Is any of this interesting?
Everything Justice Scalia writes is right within limits: It's hard to describe the fees that the union receives as “its” property — the union holds the money in trust, we might say: owes a duty to those who pay the fees to use the money for proper purposes. Spending money to support candidates is not an improper purpose (Scalia does not suggest that it is): It's one way to advance employee interests, sometimes anyway. Of course, objecting individuals have free speech rights not to have their money spent in ways contrary to their own views. But the union, as an association of individuals, has a free speech right to press its own views. Justice Scalia doesn't really disagree with that either. He just thinks, in this opinion anyway, that free speech rights begin and end with protection against viewpoint discrimination. The Washington rule provides individual fee payers with plenty of protection against forced support of viewpoints they resist in fact, but puts no limit as such on whatever viewpoints unions want to assert (so long as they sign up fee payers in advance). No problem — if viewpoint regulation is all free speech law should worry about.

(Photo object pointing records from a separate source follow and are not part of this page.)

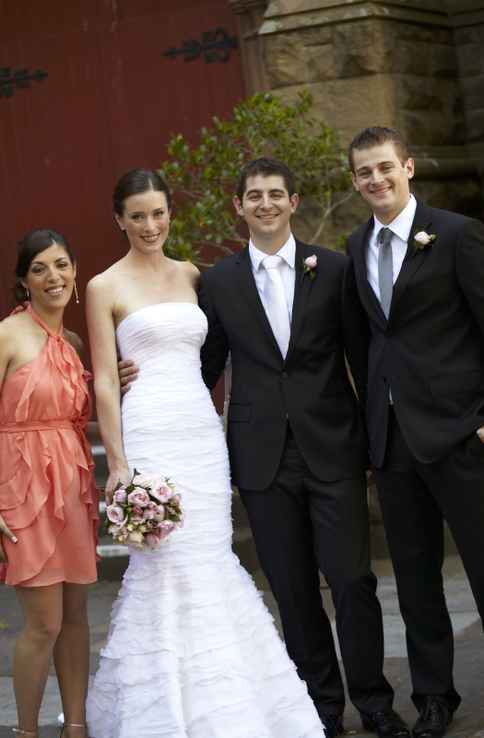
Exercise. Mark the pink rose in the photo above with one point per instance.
(138, 497)
(311, 261)
(162, 492)
(120, 496)
(137, 514)
(115, 514)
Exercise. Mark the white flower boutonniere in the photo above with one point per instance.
(309, 265)
(422, 239)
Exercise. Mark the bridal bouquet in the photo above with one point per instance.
(144, 511)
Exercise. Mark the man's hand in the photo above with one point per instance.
(128, 372)
(5, 531)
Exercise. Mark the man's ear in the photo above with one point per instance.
(238, 206)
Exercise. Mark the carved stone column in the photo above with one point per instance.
(250, 15)
(467, 19)
(385, 63)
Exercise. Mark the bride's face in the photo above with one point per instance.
(146, 221)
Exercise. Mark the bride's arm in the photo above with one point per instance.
(102, 340)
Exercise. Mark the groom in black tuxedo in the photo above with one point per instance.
(297, 446)
(420, 277)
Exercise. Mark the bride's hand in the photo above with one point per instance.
(5, 531)
(118, 474)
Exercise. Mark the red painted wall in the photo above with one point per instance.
(109, 103)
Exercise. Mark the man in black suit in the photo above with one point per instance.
(420, 277)
(297, 446)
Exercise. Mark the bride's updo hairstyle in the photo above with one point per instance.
(135, 182)
(32, 244)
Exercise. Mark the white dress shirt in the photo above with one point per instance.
(287, 270)
(400, 227)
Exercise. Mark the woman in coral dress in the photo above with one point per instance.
(48, 500)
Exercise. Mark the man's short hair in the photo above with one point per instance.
(267, 168)
(376, 136)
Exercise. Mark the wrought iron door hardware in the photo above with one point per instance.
(215, 46)
(11, 79)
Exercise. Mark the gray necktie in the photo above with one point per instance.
(385, 269)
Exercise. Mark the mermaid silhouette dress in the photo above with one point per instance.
(47, 493)
(192, 651)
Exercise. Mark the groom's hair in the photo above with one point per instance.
(376, 136)
(267, 168)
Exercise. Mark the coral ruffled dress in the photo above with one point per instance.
(47, 493)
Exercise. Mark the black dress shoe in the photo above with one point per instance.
(435, 716)
(333, 725)
(386, 724)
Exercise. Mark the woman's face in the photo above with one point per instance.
(50, 279)
(146, 220)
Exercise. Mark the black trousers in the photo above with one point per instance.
(302, 525)
(415, 498)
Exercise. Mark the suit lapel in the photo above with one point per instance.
(249, 291)
(414, 258)
(368, 297)
(302, 289)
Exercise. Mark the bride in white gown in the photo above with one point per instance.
(192, 651)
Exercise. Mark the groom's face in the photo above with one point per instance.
(382, 179)
(267, 207)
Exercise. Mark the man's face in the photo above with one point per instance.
(382, 179)
(267, 208)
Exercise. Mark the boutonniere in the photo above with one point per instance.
(309, 265)
(422, 239)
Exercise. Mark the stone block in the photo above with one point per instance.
(359, 49)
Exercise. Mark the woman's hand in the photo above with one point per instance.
(5, 531)
(116, 475)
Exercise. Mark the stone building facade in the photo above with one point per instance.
(415, 65)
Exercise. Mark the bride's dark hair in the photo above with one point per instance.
(135, 182)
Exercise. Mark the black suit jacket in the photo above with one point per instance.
(430, 351)
(310, 388)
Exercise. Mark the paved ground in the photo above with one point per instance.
(469, 657)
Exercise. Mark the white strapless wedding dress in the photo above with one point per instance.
(192, 651)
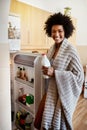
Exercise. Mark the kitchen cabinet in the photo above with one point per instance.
(30, 86)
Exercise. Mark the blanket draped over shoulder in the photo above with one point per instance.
(63, 90)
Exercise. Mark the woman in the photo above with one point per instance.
(66, 75)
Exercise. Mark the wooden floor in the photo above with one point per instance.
(80, 114)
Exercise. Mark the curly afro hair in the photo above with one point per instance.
(59, 19)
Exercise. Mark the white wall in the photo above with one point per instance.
(5, 99)
(79, 9)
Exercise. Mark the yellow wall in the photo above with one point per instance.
(33, 36)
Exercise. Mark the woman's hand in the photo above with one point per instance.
(48, 71)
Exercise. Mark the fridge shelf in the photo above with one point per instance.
(25, 82)
(29, 108)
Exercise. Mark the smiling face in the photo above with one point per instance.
(57, 33)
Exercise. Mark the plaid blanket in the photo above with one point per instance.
(63, 90)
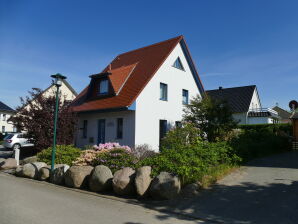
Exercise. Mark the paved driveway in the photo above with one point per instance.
(264, 191)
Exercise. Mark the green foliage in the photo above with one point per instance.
(261, 140)
(179, 138)
(115, 159)
(192, 163)
(212, 116)
(65, 154)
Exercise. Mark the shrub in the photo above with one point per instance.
(115, 159)
(88, 156)
(260, 140)
(65, 154)
(192, 163)
(178, 138)
(143, 151)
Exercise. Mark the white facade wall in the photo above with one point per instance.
(110, 128)
(150, 109)
(8, 126)
(255, 101)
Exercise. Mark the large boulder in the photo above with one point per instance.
(143, 180)
(31, 159)
(123, 181)
(78, 176)
(44, 173)
(165, 186)
(101, 179)
(31, 170)
(9, 163)
(57, 176)
(19, 171)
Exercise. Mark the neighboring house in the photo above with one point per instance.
(284, 116)
(138, 96)
(5, 113)
(245, 104)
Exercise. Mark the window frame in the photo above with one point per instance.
(163, 91)
(119, 128)
(187, 97)
(180, 62)
(85, 129)
(99, 87)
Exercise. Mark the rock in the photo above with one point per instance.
(8, 164)
(123, 181)
(143, 180)
(101, 179)
(44, 173)
(19, 171)
(190, 190)
(57, 177)
(78, 176)
(31, 170)
(165, 186)
(31, 159)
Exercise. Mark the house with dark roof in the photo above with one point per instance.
(284, 116)
(245, 104)
(138, 96)
(5, 113)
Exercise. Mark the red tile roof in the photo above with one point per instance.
(130, 73)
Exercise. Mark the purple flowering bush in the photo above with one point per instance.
(115, 159)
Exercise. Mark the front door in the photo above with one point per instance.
(101, 131)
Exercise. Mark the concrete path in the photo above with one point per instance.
(24, 201)
(264, 191)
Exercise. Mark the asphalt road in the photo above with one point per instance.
(23, 201)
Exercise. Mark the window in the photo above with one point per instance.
(178, 64)
(178, 124)
(103, 87)
(162, 129)
(163, 92)
(185, 97)
(119, 128)
(85, 126)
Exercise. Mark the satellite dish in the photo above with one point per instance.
(293, 105)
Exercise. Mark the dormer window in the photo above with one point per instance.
(178, 64)
(103, 87)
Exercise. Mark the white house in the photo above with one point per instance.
(138, 96)
(5, 113)
(245, 104)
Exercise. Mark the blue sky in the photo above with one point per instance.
(233, 42)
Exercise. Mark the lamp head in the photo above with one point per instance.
(58, 79)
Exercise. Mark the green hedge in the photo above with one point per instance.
(192, 163)
(261, 140)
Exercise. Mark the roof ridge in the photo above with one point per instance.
(231, 88)
(151, 45)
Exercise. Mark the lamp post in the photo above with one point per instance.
(58, 78)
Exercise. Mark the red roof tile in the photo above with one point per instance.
(130, 73)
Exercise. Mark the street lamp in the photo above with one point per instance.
(58, 78)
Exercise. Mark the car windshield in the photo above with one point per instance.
(9, 136)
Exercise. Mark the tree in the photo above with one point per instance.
(212, 116)
(36, 117)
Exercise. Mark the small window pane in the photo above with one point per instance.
(103, 87)
(178, 64)
(163, 92)
(120, 128)
(185, 96)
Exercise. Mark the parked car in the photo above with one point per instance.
(17, 141)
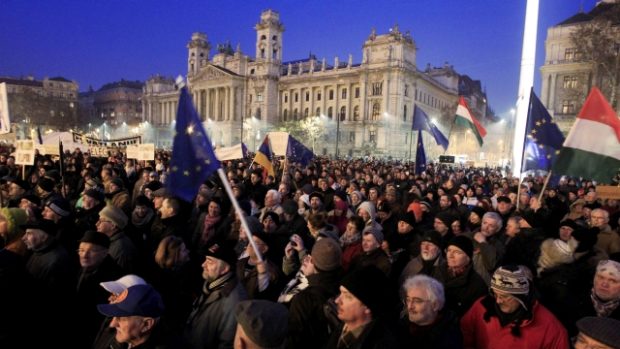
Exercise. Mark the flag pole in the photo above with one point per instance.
(240, 212)
(544, 185)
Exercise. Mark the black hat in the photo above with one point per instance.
(264, 322)
(433, 237)
(223, 250)
(504, 199)
(367, 284)
(96, 238)
(602, 329)
(408, 217)
(95, 194)
(464, 244)
(42, 224)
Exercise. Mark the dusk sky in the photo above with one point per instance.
(95, 42)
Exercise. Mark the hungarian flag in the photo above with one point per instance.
(465, 118)
(592, 148)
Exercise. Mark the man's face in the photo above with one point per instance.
(91, 255)
(369, 243)
(128, 328)
(428, 251)
(606, 286)
(419, 307)
(489, 226)
(34, 238)
(350, 309)
(506, 302)
(213, 268)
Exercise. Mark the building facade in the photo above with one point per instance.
(339, 106)
(568, 73)
(50, 103)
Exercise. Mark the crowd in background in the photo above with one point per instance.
(360, 253)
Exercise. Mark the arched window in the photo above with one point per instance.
(376, 110)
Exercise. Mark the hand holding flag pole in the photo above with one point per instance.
(193, 159)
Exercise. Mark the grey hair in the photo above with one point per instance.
(496, 217)
(434, 289)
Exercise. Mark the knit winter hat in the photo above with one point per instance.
(326, 254)
(367, 284)
(602, 329)
(510, 281)
(14, 218)
(463, 243)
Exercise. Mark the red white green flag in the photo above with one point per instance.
(464, 117)
(592, 148)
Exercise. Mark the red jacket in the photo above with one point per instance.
(544, 331)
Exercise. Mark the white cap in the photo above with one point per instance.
(122, 284)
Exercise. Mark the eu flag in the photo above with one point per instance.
(193, 159)
(543, 137)
(421, 122)
(420, 155)
(297, 152)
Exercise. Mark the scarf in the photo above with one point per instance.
(603, 309)
(208, 229)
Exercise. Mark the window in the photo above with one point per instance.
(377, 88)
(570, 81)
(376, 110)
(568, 107)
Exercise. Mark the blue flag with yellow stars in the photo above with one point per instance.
(420, 155)
(193, 159)
(543, 138)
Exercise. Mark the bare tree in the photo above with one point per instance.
(598, 41)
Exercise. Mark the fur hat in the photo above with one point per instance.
(264, 322)
(464, 244)
(326, 254)
(602, 329)
(114, 214)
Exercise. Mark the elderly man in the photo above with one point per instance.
(608, 239)
(510, 317)
(359, 307)
(427, 324)
(136, 316)
(212, 323)
(597, 332)
(490, 244)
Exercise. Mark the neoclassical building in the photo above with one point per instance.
(567, 76)
(358, 108)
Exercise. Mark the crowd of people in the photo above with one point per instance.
(360, 253)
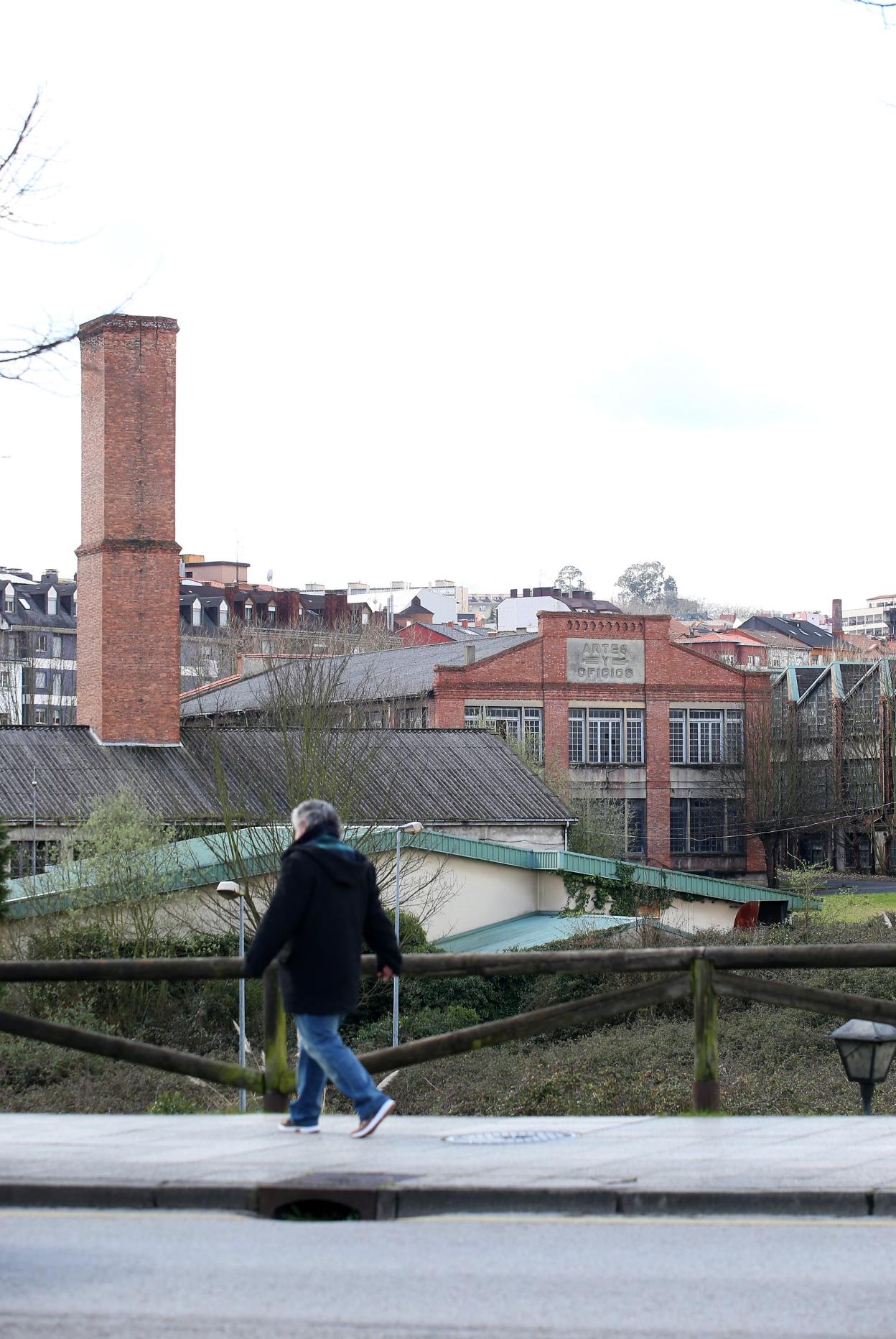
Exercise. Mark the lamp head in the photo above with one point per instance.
(867, 1050)
(229, 889)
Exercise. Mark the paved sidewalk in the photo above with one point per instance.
(839, 1165)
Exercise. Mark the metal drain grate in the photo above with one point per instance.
(511, 1137)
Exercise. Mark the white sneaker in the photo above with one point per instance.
(372, 1121)
(289, 1126)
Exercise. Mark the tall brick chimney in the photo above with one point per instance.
(129, 631)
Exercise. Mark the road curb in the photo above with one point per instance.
(384, 1200)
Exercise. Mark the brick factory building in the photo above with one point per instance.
(634, 718)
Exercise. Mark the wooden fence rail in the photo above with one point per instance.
(702, 971)
(587, 962)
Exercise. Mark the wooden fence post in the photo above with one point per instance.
(274, 1043)
(705, 1037)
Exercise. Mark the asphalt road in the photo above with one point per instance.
(859, 886)
(136, 1275)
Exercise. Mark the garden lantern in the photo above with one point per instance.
(867, 1052)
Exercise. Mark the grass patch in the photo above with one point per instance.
(857, 908)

But notice what's missing: The free speech interest of fee payers who object to union viewpoints is already plainly protected by the usual rule — the rule that Washington voters replaced — that requires unions to adjust fees of nonmembers who notify unions of their objections. There is no added free speech protection, we may think, owing to the Washington “advance approval” requirement. But the Washington approach plainly runs the risk of reducing resources for union speech over and above the constitutionally necessary limit set by the need to acknowledge dissenters. So there is likely a real free speech cost. Shouldn't we try to think about “election integrity” or whatever other reason Washington has — think about how plausible it is, at least on the off chance that the point of the measure might have been precisely to reduce WEA clout vis a vis other interest groups?
In ancient times — in the bad old days of the Warren Court — Supreme Court justices often thought that these latter questions needed to be taken seriously too. What should we make of the fact that not one of “our nine now” thought that this case was in any way hard?